Walter L. Beck, a retired insurance salesman who golfed for nearly 80 years and made seven holes in one, died Tuesday of lung cancer at his home in the Villa Nova section of Baltimore County. He was 88.
Born and raised in Garrison, he graduated from Franklin High School in 1933 and remained his class' treasurer for its annual reunions. His first job was as a laboratory technician at Procter & Gamble's old Locust Point manufacturing plant.
During World War II, he served with the Army's 101st Field Artillery Division before he transferred to the adjutant general's office of the 29th Division of the Maryland National Guard.
With the 29th Division, Mr. Beck crossed the English Channel, landed at Normandy and served with occupational forces in Germany. He attained the rank of technical sergeant before he was honorably discharged.
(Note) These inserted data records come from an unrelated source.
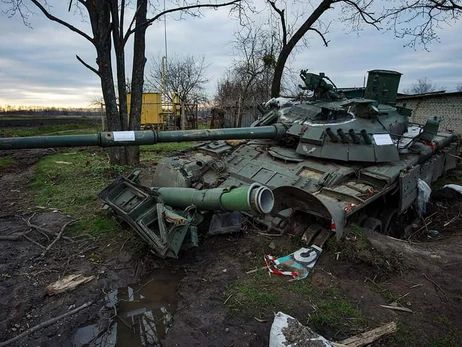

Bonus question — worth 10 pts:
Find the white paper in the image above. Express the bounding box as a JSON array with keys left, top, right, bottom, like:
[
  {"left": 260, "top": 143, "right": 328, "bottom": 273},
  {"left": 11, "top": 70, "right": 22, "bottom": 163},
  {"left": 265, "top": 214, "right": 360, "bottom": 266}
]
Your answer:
[
  {"left": 372, "top": 134, "right": 393, "bottom": 146},
  {"left": 112, "top": 131, "right": 135, "bottom": 141}
]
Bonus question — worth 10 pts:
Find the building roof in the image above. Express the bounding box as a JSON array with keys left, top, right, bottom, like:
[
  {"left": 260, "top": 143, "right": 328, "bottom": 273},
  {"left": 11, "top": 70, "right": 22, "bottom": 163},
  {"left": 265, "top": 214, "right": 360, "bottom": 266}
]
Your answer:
[{"left": 396, "top": 90, "right": 462, "bottom": 100}]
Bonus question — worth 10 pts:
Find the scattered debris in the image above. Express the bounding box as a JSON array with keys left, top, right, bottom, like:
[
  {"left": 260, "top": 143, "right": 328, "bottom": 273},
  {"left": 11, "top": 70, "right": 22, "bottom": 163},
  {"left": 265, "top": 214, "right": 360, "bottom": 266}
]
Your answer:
[
  {"left": 380, "top": 305, "right": 414, "bottom": 313},
  {"left": 338, "top": 322, "right": 398, "bottom": 347},
  {"left": 45, "top": 274, "right": 95, "bottom": 296},
  {"left": 98, "top": 177, "right": 274, "bottom": 258},
  {"left": 432, "top": 184, "right": 462, "bottom": 200},
  {"left": 416, "top": 178, "right": 432, "bottom": 215},
  {"left": 269, "top": 312, "right": 334, "bottom": 347},
  {"left": 264, "top": 245, "right": 322, "bottom": 280},
  {"left": 269, "top": 312, "right": 398, "bottom": 347}
]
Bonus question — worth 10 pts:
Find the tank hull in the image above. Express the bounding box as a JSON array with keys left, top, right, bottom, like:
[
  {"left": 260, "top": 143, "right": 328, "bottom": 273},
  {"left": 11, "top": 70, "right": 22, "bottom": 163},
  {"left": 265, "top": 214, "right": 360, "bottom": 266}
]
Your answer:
[{"left": 154, "top": 132, "right": 459, "bottom": 238}]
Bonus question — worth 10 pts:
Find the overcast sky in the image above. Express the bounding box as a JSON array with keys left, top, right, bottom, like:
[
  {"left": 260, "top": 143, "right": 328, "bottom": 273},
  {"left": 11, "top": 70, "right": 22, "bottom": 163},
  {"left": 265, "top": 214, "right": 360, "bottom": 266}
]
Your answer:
[{"left": 0, "top": 1, "right": 462, "bottom": 107}]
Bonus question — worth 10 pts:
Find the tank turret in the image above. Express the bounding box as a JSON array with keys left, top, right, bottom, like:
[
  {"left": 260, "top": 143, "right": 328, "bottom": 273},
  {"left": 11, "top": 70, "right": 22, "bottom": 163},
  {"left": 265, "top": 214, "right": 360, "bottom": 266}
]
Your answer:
[{"left": 0, "top": 70, "right": 459, "bottom": 258}]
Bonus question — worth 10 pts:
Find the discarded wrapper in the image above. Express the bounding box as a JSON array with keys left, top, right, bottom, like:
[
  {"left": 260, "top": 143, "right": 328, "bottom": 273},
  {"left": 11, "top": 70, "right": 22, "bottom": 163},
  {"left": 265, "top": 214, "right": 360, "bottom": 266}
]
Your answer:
[{"left": 264, "top": 245, "right": 322, "bottom": 280}]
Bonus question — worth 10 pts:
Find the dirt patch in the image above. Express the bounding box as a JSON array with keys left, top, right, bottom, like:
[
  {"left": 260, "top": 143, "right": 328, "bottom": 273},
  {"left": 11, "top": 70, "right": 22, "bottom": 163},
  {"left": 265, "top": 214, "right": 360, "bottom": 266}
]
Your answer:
[{"left": 0, "top": 150, "right": 462, "bottom": 346}]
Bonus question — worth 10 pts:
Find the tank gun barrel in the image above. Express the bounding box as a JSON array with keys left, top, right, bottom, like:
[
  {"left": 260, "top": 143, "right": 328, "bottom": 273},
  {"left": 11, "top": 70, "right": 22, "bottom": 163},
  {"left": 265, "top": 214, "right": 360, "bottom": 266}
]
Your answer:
[{"left": 0, "top": 124, "right": 286, "bottom": 150}]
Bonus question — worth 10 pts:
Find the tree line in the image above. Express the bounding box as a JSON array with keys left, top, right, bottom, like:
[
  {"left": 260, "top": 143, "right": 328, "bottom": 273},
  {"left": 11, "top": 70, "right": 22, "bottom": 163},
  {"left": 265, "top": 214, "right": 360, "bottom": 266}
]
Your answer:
[{"left": 0, "top": 0, "right": 462, "bottom": 164}]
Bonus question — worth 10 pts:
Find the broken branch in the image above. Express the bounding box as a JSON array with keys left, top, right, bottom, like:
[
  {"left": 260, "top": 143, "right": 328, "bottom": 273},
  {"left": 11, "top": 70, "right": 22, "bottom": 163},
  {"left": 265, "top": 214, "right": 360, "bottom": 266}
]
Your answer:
[
  {"left": 380, "top": 305, "right": 414, "bottom": 313},
  {"left": 339, "top": 322, "right": 398, "bottom": 347},
  {"left": 42, "top": 220, "right": 75, "bottom": 257}
]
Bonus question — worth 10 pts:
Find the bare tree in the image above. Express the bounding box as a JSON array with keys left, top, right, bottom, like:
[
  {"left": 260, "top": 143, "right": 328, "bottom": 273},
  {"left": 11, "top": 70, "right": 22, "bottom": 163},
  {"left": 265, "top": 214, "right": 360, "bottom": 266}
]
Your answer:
[
  {"left": 266, "top": 0, "right": 462, "bottom": 96},
  {"left": 146, "top": 54, "right": 210, "bottom": 104},
  {"left": 404, "top": 77, "right": 445, "bottom": 94},
  {"left": 379, "top": 0, "right": 462, "bottom": 49},
  {"left": 267, "top": 0, "right": 379, "bottom": 97},
  {"left": 1, "top": 0, "right": 243, "bottom": 165},
  {"left": 215, "top": 26, "right": 281, "bottom": 126}
]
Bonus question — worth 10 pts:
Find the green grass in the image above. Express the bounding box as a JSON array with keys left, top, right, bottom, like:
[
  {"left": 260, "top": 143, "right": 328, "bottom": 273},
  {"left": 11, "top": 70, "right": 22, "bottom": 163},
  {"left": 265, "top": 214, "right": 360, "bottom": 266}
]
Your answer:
[
  {"left": 31, "top": 152, "right": 123, "bottom": 235},
  {"left": 427, "top": 336, "right": 462, "bottom": 347},
  {"left": 326, "top": 225, "right": 410, "bottom": 275},
  {"left": 0, "top": 124, "right": 101, "bottom": 137},
  {"left": 310, "top": 298, "right": 367, "bottom": 332},
  {"left": 0, "top": 157, "right": 14, "bottom": 169}
]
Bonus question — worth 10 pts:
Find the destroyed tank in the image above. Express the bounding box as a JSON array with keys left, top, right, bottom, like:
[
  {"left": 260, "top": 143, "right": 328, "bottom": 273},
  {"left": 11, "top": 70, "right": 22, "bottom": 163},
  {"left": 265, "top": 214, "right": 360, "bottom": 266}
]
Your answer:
[
  {"left": 0, "top": 70, "right": 459, "bottom": 256},
  {"left": 154, "top": 70, "right": 459, "bottom": 247}
]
He returned to Baltimore County and began what became a 30-year career as an insurance agent with Quaker City Insurance Co., working in the Franklin Street office downtown. For many years, he personally called on customers to collect premiums. His firm later merged with United Insurance Co.
Before he retired in 1977, he earned a reputation as one of the firm's best sales representatives and was awarded several citations as a district salesman of the year.
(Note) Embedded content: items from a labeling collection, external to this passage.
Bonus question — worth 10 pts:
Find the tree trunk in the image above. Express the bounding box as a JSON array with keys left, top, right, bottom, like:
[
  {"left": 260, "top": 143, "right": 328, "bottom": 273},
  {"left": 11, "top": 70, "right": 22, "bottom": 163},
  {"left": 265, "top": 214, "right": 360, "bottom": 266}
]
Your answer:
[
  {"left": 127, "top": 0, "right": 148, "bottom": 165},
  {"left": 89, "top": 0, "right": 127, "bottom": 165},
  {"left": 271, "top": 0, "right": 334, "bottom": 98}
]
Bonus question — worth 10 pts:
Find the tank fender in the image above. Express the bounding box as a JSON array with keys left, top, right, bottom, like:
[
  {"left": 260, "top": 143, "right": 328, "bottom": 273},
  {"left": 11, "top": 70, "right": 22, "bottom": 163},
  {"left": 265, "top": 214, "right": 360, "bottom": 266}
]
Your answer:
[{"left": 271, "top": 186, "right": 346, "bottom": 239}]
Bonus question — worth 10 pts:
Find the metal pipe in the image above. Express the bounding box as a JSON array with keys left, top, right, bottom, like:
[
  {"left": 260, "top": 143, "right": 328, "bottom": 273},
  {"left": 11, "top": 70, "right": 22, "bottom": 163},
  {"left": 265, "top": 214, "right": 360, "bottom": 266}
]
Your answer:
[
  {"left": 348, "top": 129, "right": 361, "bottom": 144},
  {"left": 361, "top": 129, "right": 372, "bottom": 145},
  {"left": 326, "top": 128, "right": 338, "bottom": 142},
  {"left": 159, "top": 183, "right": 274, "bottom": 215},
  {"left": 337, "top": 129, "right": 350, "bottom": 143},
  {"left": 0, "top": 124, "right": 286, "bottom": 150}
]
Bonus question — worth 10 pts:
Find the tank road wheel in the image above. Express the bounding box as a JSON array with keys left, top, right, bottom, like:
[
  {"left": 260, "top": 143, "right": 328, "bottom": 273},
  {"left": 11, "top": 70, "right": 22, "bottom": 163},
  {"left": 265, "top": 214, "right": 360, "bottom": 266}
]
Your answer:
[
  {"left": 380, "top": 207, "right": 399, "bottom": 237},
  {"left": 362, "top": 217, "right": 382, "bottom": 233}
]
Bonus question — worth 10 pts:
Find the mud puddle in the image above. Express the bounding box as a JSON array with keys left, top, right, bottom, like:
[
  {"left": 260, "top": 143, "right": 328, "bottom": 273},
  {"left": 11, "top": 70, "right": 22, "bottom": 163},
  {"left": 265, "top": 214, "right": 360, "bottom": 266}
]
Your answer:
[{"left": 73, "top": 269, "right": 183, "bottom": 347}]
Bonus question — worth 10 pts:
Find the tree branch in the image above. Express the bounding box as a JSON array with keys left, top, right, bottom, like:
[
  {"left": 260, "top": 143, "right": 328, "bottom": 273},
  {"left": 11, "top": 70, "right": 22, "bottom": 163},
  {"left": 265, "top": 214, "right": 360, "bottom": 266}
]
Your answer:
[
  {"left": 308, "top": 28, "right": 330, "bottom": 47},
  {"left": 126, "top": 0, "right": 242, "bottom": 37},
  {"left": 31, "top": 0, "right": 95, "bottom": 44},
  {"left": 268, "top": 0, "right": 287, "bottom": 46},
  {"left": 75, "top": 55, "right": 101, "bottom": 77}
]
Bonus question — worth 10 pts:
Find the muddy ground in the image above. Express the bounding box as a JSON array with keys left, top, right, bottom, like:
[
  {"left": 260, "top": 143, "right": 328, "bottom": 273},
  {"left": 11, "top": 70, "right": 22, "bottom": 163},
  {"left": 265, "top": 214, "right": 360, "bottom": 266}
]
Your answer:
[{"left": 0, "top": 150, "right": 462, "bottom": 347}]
"His territory was Bare Hills on the city line to Westminster," said his son, W. Lee Beck Jr., who lives in Hoboken, N.J. "There wasn't a person he couldn't and wouldn't talk to. He had great success with people and selling."
After retiring from the insurance business, Mr. Beck worked until 1985 as an administrator for Hearn & Kirkwood/Gilbert Foods, a wholesale foods distributor in Dorsey.
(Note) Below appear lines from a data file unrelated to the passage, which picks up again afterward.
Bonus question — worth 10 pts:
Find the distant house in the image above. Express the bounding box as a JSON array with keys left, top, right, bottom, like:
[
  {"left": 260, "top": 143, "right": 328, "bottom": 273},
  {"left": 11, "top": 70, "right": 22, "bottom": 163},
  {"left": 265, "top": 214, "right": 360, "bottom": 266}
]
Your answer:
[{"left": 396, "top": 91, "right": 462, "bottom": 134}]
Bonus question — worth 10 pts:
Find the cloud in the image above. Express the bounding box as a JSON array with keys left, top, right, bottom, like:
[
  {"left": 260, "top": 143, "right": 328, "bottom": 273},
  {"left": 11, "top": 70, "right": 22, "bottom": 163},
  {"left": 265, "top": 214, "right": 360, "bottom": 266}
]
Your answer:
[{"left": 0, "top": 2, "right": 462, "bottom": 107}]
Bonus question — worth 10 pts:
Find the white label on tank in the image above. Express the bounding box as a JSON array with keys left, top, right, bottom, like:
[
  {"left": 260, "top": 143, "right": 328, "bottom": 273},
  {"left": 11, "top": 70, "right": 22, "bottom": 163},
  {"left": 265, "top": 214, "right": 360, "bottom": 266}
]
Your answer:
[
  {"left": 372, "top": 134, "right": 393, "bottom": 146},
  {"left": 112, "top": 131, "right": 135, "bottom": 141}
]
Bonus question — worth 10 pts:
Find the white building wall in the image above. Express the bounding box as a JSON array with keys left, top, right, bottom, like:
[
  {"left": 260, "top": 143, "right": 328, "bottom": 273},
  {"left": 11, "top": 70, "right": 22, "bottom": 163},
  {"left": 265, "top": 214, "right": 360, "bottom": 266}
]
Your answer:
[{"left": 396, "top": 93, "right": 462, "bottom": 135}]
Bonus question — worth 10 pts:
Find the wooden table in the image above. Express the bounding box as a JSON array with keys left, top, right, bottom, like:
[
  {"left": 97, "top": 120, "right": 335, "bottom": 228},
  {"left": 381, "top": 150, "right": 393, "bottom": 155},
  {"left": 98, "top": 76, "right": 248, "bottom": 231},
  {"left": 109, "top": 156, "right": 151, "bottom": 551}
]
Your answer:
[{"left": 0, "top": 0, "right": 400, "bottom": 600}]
In retirement, Mr. Beck enjoyed golf, a game he learned as a 9-year-old caddy at the Green Spring Valley Hunt Club. He joined Rolling Road Golf Club in 1947, was a former member of its board and was active in various club committees.
"From his boyhood, he had a love of golf and played until October of last year," his son said. "He was so accurate. He got the nickname of Radar. He played straight down the middle."
From 1987 to last year, Mr. Beck worked at Hobbits Glen Golf Course in Columbia as a starter-ranger, making sure play progressed smoothly. He organized an annual employees tournament for Hobbits Glen and Fairway Hills, also in Columbia.
"I never knew a man to have enjoyed his retirement with such gusto and vigor as Walter. He worked long and hard, but he was all smiles and relaxed when he stopped work," said J. Michael Flanigan, a family friend who lives in Bolton Hill.
Mr. Beck held a four handicap for many years and shot back-to-back rounds of 76 on a single day at the Pinehurst Resort and Country Club, Course Two, in Pinehurst, N.C.
In 1988, when he was 73, he shot his age at Rolling Road. He played his final four holes in October at Capon Springs, W.Va.
"He had a passion for the game. He loved to play golf because it was a test of his mettle. He didn't see golf as a source of social advancement," Mr. Flanigan said.
A longtime resident of the Pikesville area, Mr. Beck served as the head of Community on Patrol for the Villa Nova Association. He recruited volunteers, organized their schedules and drove on security patrols, work that earned him a volunteer service award from Baltimore County in 2001.
Services will be held at 9:30 a.m. Monday at Eckhardt Funeral Chapel, 11605 Reisterstown Road, Owings Mills.
In addition to his son, Mr. Beck is survived by his wife of 61 years, the former Mary Louise Waggaman; a brother, Franklin Beck of Baltimore; and two sisters, Helen Foley of Westminster and Dorothy Higgs of Baltimore.